Bu entelektüelleri birleştiren görüş, ordu ve onun devlet kurumları üzerindeki kontrolünün –kendi deyimleriyle ‘askeri vesayetin’ – Türkiye demokrasisinin önünde duran en büyük engel olduğuydu. Bu perspektif, askeriyenin siyasi etkisini zayıflatmayı nihayetinde kendi içinde bir amaca dönüştürecekti. Bu, onların, hukukun üstünlüğü ilkesi ile usule uygunluğa yönelik ihlallerin kabaran listesini, eğer zarar gören tarafta ordu mensubu ve aşırı milliyetçiler varsa, göz ardı etmesine veya önemsizmiş gibi göstermesine izin verecekti. Daha da vahimi, polis ve yargı bünyesinde Gülen hareketine bağlı güçlerin yıpratıcı etkisini görmezden gelmesine neden olacaktı. Entelektüel kesiminin demokratikleşme ve sivilleşme adımları olarak alkış tuttuğu şeyler, neticede Gülenci mafyanın askeri vesayetin yerini alması olarak tecelli edecekti.
O dönemlerde söylediklerini değerlendirdiğimizde, Mehmet Baransu kendilerine Balyoz darbe planı belgelerini gösterdiği zaman, Ahmet Altan ve Yasemin Çongar’ın sergiledikleri saflık, suçluluğun sınırlarında dolaşan bir naifliktir. Altan, emin bir şekilde belgelerin üzerinde bulunan isimlerin, planların gerçek olduğunu ve planların Orgeneral Doğan’ın komutasında yapıldığını kesin bir şekilde kanıtladığını yazdı. Çongar yazısında darbe planlayıcılarının “dijital parmak izlerinin” CD’lerin her birinin üzerinde olduğunu iddia etti. Sonradan, Amerikalı bir gazeteci tarafından sıkıştırıldığında kendisini savunmak için planların gerçek dışı olamayacak kadar fazla detaylı olduğunu belirtecekti. Eğer bu ikili Baransu tarafından kandırıldıysa da, kendileri de akabinde Türkiye’nin liberallerini kandırdılar. (Taraf planların tartışmasız bir şekilde gerçek olduğunu sunmakla kalmadı; o dönemde başka hiç kimsenin bu belgelere ulaşma ve aksini iddia etme şansı olmadığı halde, durmadan bu belgelerin altında Orgeneral Doğan ve ortaklarının imzaları olduğunu belirtti.)

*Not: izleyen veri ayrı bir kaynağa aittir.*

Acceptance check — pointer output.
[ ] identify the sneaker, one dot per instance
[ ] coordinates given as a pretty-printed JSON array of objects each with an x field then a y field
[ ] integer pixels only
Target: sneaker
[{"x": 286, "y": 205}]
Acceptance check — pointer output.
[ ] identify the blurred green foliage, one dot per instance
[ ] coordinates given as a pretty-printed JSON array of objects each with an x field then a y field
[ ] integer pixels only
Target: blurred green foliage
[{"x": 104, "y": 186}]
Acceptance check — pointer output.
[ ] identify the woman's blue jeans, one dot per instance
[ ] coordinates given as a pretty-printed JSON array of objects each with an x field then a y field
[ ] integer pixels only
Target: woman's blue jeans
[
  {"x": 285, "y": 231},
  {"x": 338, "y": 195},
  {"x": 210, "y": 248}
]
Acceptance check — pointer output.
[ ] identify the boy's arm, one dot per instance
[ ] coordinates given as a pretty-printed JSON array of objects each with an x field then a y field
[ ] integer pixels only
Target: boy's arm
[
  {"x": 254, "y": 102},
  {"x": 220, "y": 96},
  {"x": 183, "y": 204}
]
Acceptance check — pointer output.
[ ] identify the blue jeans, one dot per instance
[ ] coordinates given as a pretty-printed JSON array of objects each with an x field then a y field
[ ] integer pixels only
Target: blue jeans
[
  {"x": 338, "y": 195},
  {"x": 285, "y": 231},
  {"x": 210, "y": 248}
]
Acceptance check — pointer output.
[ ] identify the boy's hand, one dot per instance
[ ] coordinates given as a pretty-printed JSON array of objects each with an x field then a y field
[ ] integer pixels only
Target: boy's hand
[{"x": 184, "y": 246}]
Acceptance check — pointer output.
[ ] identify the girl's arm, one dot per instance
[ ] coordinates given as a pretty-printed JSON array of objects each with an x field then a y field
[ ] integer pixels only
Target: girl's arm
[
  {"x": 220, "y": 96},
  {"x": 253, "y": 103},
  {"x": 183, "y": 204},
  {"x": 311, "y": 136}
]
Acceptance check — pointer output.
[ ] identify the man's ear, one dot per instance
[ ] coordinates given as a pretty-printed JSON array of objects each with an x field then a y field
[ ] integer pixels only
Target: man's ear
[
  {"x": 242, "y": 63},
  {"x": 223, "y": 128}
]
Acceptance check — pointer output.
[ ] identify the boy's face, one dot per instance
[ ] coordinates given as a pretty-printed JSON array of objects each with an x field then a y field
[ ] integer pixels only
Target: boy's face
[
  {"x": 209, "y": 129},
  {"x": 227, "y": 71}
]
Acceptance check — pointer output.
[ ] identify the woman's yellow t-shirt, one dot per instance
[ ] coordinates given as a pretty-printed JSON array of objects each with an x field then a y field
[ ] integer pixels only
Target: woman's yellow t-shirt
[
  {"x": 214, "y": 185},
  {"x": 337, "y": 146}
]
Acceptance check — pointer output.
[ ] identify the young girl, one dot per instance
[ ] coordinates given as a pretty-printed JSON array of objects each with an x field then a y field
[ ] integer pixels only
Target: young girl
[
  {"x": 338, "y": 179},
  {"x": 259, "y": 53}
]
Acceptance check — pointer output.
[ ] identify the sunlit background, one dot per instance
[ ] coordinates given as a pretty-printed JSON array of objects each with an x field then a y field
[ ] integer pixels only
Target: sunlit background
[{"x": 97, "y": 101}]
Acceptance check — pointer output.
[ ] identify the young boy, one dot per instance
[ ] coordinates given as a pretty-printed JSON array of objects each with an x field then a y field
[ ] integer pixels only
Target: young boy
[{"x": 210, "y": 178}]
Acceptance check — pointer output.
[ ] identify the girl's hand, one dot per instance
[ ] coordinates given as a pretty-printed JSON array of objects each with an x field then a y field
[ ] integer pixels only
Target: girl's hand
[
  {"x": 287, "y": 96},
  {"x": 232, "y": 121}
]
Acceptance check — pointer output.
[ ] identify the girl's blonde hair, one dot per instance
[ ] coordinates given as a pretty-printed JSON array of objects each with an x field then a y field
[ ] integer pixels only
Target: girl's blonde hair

Pek de yalnız sayılmazlardı. Balyoz vagonuna ilk atlayanlardan birisi, birçokları tarafından Türk gazeteciliği için duayen olarak kabul edilen Hasan Cemal oldu. Cemal, diğerleri gibi, ordunun 2003-2004 yıllarında Adalet ve Kalkınma Partisi (AKP)’ni hükümetten indirmek için planlar yapmış olduğundan emindi. Balyoz belgeleri yayınlandığında da bunların mevzubahis planlar olduğunu açıkladı. Onunla konuşmayı denediğimde, birbirimizi tanıyor olmamıza rağmen, benimle görüşmeyi reddetti.
Ana akım medyasında tutarsızlıklar hakkında yazan Sedat Ergin, Aslı Aydıntaşbaş ve Ezgi Başaran gibi önemli gazeteciler de vardı. Ancak genel olarak Türk entelijensiyası tarafından görmezden gelinmiş ya da görüşlerimiz dolayısıyla alay ve hakarete maruz kalmıştık. Sunduğumuz kanıtlar nadiren ciddiye alınarak tartışıldı. Saçma ama yaygın suçlama ise benim ve eşimin militarizmi desteklediğimiz yönündeydi. Ayrıca sıklıkla şahsi karalama saldırılarına da maruz kaldık; önde gelen liberallerden olan Ali Bayramoğlu, bizi Pinochet’nin çocuklarına benzeterek “darbeci çocukları” olarak adlandırdı.
Bu deneyimi gerçeküstü yapan ise öncü roldeki entelektüellerin bu davanın çıplak gerçeklerini yok saymasıydı. Altan, Çongar ve Cemal’e ek olarak, ileri gelen birçok entelektüel sürekli olarak dava hakkındaki bilgileri saptırdılar.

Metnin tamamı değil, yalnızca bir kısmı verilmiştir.